All prostate cancer treatments affect sexual potency. Complications from prostate cancer are related to both the disease and its treatment. Many men may feel depressed after a diagnosis of prostate cancer or after trying to cope with the side effects of treatment.
Prostate Cancer Treatment
Treatment options include radiation therapy (either through an external beam or radioactive seed implants), surgery, hormone therapy and watchful waiting. Selecting the right treatment for prostate cancer depends on many factors, including your husband's overall health, his age, the aggressiveness of his prostate cancer, and how he feels about the potential side effects. One of the biggest fears of many men who have prostate cancer is that treatment may leave them incontinent or unable to maintain an erection firm enough for sex (erectile dysfunction).
Male Urinary Incontinence
Male incontinence is relatively unusual, and is always associated with some sort of bladder or prostate disease. Yes, more than 330,000 men are diagnosed with prostate cancer each year, and many will require prostate surgery, the leading cause of incontinence in men. Stress incontinence may develop when a man's prostate gland is removed and there has been dysfunction of or damage to the nerves or the sphincter, resulting in inadequate support for the lower bladder (bladder neck). Most men do not have trouble with incontinence for more than a few days or a few weeks after a transurethral resection of the prostate (TURP). When a radical prostatectomy is performed to remove a cancerous prostate, the possibility of incontinence is greater.
Muscle-strengthening Exercises
The ability to fill and store urine properly requires a functional sphincter (the circular muscles around the opening of the bladder) and a stable, expandable bladder wall muscle (detrusor). Stress incontinence is a bladder storage problem in which the strength of the muscles (urethral sphincter) that help control urination is reduced. Exercises to strengthen the muscles which support your bladder neck (with or without the help of devices like electrical stimulation, biofeedback, or exercise cones) may be prescribed if your symptoms point to stress urinary incontinence. Muscle-strengthening exercises (called Kegel exercises or pelvic floor exercises) can be very helpful in treating bowel incontinence. These are performed by contracting the large muscles that make up the pelvic floor. When the pelvic muscles are contracted they send a message to the bladder muscle to relax.
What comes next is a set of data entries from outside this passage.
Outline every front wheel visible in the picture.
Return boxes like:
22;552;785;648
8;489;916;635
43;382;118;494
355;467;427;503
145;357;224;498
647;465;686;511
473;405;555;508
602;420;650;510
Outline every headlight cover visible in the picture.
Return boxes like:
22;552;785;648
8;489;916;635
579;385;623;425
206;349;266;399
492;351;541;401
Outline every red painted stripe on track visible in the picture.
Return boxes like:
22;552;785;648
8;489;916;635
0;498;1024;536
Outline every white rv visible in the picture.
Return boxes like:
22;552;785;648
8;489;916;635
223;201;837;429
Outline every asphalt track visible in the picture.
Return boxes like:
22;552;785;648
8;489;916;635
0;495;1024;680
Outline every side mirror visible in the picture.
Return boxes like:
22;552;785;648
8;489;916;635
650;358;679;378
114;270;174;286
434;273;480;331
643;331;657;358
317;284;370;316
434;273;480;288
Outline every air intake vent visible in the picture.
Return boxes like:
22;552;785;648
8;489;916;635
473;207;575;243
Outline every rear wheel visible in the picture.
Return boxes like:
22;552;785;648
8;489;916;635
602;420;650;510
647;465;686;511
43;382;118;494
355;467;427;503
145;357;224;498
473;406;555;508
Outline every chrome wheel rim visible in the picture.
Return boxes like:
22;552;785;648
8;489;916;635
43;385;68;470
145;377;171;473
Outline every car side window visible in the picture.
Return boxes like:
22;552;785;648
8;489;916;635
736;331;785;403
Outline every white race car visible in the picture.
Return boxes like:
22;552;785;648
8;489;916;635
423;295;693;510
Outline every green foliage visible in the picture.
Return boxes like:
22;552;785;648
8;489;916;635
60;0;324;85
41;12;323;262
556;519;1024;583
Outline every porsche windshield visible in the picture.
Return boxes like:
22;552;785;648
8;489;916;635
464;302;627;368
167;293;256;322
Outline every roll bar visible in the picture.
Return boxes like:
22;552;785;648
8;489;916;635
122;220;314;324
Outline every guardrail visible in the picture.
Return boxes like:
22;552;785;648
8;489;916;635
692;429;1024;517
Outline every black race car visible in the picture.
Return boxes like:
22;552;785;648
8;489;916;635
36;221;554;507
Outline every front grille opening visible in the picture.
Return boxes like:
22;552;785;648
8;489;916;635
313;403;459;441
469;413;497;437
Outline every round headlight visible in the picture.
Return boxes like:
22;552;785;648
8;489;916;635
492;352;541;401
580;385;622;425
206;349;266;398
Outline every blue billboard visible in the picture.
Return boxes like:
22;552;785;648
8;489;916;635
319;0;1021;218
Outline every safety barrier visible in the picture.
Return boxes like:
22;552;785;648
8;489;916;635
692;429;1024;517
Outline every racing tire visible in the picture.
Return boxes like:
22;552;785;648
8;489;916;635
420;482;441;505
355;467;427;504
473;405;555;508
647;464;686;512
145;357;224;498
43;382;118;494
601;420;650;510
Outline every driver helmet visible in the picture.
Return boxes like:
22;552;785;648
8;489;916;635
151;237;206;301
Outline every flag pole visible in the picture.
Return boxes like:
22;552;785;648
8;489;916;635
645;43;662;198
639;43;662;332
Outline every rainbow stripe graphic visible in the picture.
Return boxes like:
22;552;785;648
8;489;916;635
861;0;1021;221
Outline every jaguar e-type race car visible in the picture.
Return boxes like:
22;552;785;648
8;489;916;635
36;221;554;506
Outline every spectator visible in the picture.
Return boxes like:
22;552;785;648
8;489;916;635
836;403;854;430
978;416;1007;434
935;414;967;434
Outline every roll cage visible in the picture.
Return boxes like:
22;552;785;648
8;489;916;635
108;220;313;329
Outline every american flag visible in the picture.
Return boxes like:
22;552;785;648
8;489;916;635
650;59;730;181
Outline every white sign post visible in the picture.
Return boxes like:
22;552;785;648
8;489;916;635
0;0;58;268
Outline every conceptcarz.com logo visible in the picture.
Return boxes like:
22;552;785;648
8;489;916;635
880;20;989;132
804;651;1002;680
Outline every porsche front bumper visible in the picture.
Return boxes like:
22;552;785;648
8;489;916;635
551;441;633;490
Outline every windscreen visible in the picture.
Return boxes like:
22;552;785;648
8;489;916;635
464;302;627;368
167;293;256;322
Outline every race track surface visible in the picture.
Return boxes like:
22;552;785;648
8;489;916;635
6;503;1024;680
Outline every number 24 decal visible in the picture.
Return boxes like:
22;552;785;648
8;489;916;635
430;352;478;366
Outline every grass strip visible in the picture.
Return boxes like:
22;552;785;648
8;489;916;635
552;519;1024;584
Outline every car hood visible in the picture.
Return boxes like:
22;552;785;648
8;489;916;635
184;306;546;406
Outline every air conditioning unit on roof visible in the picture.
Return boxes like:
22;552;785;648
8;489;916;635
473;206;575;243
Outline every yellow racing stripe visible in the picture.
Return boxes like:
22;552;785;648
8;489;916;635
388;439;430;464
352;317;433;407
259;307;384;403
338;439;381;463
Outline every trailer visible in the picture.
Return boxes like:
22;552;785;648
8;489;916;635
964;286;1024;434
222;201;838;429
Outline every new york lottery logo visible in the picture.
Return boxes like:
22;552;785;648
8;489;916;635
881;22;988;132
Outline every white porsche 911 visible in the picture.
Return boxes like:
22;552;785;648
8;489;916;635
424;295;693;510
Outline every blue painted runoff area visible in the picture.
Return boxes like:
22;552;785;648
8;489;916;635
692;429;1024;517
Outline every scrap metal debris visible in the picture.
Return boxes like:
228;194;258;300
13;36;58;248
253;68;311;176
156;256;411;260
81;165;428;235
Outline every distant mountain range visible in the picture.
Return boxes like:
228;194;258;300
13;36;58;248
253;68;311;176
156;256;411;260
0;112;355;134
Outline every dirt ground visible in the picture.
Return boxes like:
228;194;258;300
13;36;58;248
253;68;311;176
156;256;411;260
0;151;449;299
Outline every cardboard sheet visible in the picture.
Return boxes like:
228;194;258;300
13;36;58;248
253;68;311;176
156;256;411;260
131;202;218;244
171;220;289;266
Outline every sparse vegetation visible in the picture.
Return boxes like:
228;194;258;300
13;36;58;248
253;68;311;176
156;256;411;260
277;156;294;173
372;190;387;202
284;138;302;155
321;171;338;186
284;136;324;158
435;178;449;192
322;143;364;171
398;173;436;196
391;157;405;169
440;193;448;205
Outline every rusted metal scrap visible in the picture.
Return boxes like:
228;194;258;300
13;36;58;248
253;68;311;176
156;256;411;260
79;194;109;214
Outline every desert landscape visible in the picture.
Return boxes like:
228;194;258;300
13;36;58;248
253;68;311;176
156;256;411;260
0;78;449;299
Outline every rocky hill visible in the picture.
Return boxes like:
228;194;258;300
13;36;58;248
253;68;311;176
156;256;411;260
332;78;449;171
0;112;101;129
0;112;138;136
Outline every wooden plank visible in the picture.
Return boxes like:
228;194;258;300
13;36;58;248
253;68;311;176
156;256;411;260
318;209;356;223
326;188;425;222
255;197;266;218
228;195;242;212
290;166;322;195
Biofeedback And Electrical Stimulation
Biofeedback and electrical stimulation may be helpful for those who have trouble doing pelvic muscle training exercises. Biofeedback uses electrodes placed on the pelvic floor muscles, giving you feedback about when they are contracted and when they are not. Biofeedback and electrical stimulation will no longer be necessary once you have identified the pelvic floor muscles and mastered the exercises on your own. Newer techniques are being investigated, including one that uses a specially designed electromagnetic chair that causes the pelvic floor muscles to contract when the patient is seated.
Medications
Medications that may be prescribed include drugs that relax the bladder, increase bladder muscle tone, or strengthen the sphincter. Other medications such as diuretics, muscle relaxants, and blood pressure medication can also affect bladder function. Other medications, including flurbiprofen, capsaicin and botulinum toxin, are sometimes prescribed to relax the bladder muscles or to tighten the urethral sphincter. One of these drugs, duloxetine, differs from present medications in targeting the central nervous system's control of the urge to urinate rather than the smooth muscle of the bladder itself.